Equally ironic was my dissatisfaction with that concert performance. It took place in Carnegie Hall in the fall of 1981, shortly after I began working at the Schlumberger-Doll Research Laboratory in Ridgefield, Connecticut. I remember inviting a colleague, who had just started her new job at Bell Telephone Laboratories, to join me. She had never previously heard a Vaughan Williams symphony and was captivated by the performance, given by the Pittsburgh Symphony Orchestra led by its Music Director André Previn. I did not want to dampen her spirits; but, shortly thereafter, I purchased an album of a performance conducted by Adrian Boult and gave it to her at our next encounter. I told her that she deserved a better account of the music (and she seemed to appreciate the gesture)!
Wigglesworth definitely brought such a “better account” to the DSO podium. Musically, this was a time when Vaughan Williams was frustrated with progress on his The Pilgrim’s Progress opera; and he turned to that score for many of his themes. More interesting is that he worked on this symphony during World War II, very much a time of crisis for England. Nevertheless, there is a serenity that prevails across the symphony’s four movements that could be called “pastoral” were it not for the fact that the adjective had already been assigned to the composer’s third symphony.
Much of that serenity is due to Vaughan Williams’ scrupulous use of his instrumental resources. Winds and strings dominate the opening, and it is not until relatively late in the first movement that brass instruments make their first appearance. Watching the video I was particularly struck by the physical distance that separated the brass players from the rest of the ensemble. Vaughan Williams never intended them to sound intrusive, and Wigglesworth’s positioning probably resulted in improving the overall balancing of sonorities. (I say “probably” because listening to the video meant listening to the results of a mixing board!) Similarly, the timpani does not appear until a later movement (the third, if I am not mistaken).
Unfortunately, Wigglesworth’s keen sense of how activity has been meticulously distributed across the instruments by the composer was undermined by the video direction.

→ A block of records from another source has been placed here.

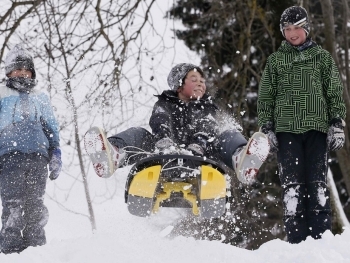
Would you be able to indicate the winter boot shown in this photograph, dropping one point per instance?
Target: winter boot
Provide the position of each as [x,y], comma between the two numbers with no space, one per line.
[105,157]
[248,159]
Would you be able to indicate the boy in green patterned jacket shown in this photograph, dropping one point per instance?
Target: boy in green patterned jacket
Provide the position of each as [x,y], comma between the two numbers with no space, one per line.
[301,109]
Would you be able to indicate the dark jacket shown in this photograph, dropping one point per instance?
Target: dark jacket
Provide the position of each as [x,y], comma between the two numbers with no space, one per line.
[179,120]
[300,90]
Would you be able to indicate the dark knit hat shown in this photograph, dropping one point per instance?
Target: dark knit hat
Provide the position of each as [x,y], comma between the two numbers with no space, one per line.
[179,72]
[295,15]
[19,58]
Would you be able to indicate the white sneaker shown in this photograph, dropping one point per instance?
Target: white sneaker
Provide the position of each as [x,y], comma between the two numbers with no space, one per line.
[248,161]
[105,157]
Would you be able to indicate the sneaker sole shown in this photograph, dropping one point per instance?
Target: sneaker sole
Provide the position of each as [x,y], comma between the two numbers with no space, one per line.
[96,146]
[256,152]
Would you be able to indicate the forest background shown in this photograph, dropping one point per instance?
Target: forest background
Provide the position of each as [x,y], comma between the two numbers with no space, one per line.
[102,61]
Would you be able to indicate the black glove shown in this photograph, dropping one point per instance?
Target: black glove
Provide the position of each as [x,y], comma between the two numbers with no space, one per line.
[336,136]
[55,164]
[268,129]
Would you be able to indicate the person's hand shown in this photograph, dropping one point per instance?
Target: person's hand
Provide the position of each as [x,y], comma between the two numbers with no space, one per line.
[55,164]
[164,143]
[268,129]
[336,136]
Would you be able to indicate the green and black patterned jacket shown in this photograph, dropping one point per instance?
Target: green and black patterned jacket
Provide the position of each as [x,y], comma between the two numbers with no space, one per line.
[300,90]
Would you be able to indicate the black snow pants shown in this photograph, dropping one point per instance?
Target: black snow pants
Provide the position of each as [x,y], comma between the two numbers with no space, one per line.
[137,138]
[302,161]
[22,187]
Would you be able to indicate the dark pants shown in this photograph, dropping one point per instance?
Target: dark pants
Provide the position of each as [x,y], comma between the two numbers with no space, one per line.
[302,161]
[24,215]
[136,140]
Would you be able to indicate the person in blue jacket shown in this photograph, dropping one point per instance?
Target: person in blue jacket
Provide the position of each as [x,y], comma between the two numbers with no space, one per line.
[29,141]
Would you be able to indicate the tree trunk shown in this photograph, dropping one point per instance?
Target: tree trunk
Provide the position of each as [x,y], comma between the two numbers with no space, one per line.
[343,155]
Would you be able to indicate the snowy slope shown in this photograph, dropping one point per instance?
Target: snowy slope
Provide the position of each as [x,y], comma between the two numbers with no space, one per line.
[121,237]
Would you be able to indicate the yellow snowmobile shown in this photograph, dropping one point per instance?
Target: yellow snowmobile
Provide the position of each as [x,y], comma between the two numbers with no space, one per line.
[177,181]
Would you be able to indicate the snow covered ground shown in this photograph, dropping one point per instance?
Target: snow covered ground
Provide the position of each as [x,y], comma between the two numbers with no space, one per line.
[121,237]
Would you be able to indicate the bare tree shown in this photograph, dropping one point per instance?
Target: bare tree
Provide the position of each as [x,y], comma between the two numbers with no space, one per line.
[89,56]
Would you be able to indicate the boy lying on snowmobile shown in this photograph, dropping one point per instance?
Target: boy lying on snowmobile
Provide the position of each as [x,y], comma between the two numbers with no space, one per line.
[183,118]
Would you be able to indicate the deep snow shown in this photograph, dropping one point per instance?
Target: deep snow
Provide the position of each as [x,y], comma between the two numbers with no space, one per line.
[121,237]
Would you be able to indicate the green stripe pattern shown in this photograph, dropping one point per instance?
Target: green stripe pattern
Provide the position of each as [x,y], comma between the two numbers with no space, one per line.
[300,90]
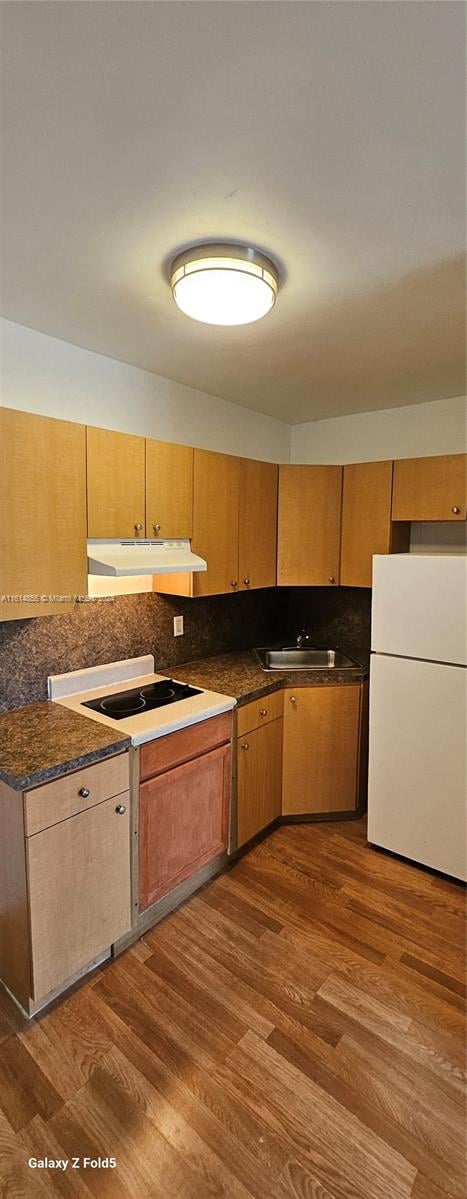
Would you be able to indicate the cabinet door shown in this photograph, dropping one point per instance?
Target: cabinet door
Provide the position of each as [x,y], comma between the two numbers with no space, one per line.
[258,779]
[430,488]
[115,483]
[309,525]
[366,519]
[183,821]
[321,743]
[169,489]
[216,487]
[258,524]
[78,891]
[43,512]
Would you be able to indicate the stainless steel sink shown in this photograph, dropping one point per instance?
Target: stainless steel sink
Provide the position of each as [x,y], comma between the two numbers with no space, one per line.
[289,657]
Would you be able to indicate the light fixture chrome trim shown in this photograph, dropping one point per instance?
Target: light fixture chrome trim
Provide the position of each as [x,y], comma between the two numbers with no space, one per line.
[234,259]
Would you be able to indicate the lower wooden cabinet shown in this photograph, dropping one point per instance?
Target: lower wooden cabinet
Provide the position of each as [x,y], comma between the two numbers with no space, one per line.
[258,778]
[321,749]
[78,891]
[183,820]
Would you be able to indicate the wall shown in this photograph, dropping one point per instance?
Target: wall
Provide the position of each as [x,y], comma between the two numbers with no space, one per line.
[412,432]
[42,374]
[124,627]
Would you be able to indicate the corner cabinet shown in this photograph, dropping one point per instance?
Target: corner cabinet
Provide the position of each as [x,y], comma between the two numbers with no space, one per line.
[257,524]
[43,513]
[309,532]
[169,489]
[216,493]
[366,519]
[258,766]
[430,488]
[115,484]
[322,728]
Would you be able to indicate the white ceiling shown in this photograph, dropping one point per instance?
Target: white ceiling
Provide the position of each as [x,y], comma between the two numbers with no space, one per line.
[327,133]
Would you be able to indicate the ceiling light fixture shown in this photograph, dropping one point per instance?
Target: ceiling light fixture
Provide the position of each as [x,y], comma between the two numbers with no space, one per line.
[223,284]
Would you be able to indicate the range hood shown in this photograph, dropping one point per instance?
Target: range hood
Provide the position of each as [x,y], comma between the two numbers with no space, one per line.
[124,558]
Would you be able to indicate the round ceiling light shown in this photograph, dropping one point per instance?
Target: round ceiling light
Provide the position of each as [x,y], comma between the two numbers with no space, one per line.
[223,284]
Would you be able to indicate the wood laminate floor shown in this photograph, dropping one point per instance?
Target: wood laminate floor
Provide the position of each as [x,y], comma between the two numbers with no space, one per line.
[294,1030]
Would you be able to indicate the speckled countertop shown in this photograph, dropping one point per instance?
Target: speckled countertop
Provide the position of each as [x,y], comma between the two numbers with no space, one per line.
[42,741]
[240,675]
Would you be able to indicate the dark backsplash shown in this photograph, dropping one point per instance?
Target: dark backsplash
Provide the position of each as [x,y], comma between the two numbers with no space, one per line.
[127,626]
[335,616]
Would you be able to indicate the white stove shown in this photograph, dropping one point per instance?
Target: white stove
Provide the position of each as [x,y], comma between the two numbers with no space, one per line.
[129,697]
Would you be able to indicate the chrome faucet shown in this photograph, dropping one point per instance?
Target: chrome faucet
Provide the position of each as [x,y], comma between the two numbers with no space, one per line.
[303,638]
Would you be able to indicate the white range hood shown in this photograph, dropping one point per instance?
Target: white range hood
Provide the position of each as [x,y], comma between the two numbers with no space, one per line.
[125,558]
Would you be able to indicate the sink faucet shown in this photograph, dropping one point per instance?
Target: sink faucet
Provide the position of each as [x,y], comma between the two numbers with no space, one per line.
[303,638]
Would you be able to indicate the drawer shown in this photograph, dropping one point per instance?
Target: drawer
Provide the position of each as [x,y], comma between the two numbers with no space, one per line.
[64,797]
[171,751]
[259,711]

The first appearance of the brass in the first section is a significant rhetorical moment, yet the video director did not bother to call attention to that moment by showing the brass. Indeed, there were too many occasions during which the images were almost counterproductive to the listening experience. The good news was that Wigglesworth managed the balance of his players well enough that the ears could compensative for what the eyes were missing.
Sadly, this video seems to be the only performance of Vaughan Williams in the DSO Replay archives. Just as sadly, I realize that I have yet to write about a concert performance of that composer’s music on this site. (Things are somewhat better when it comes to recordings.) My only experience with Wigglesworth conducting in San Francisco was his visit to Davies Symphony Hall in December of 2008, when the guest soloist for the San Francisco Symphony was Lang Lang playing Frédéric Chopin's first (Opus 11) piano concerto in E minor and the rest of the program was devoted to orchestral excerpts from operas by Richard Wagner. Vaughan Williams deserves a better shake in this town!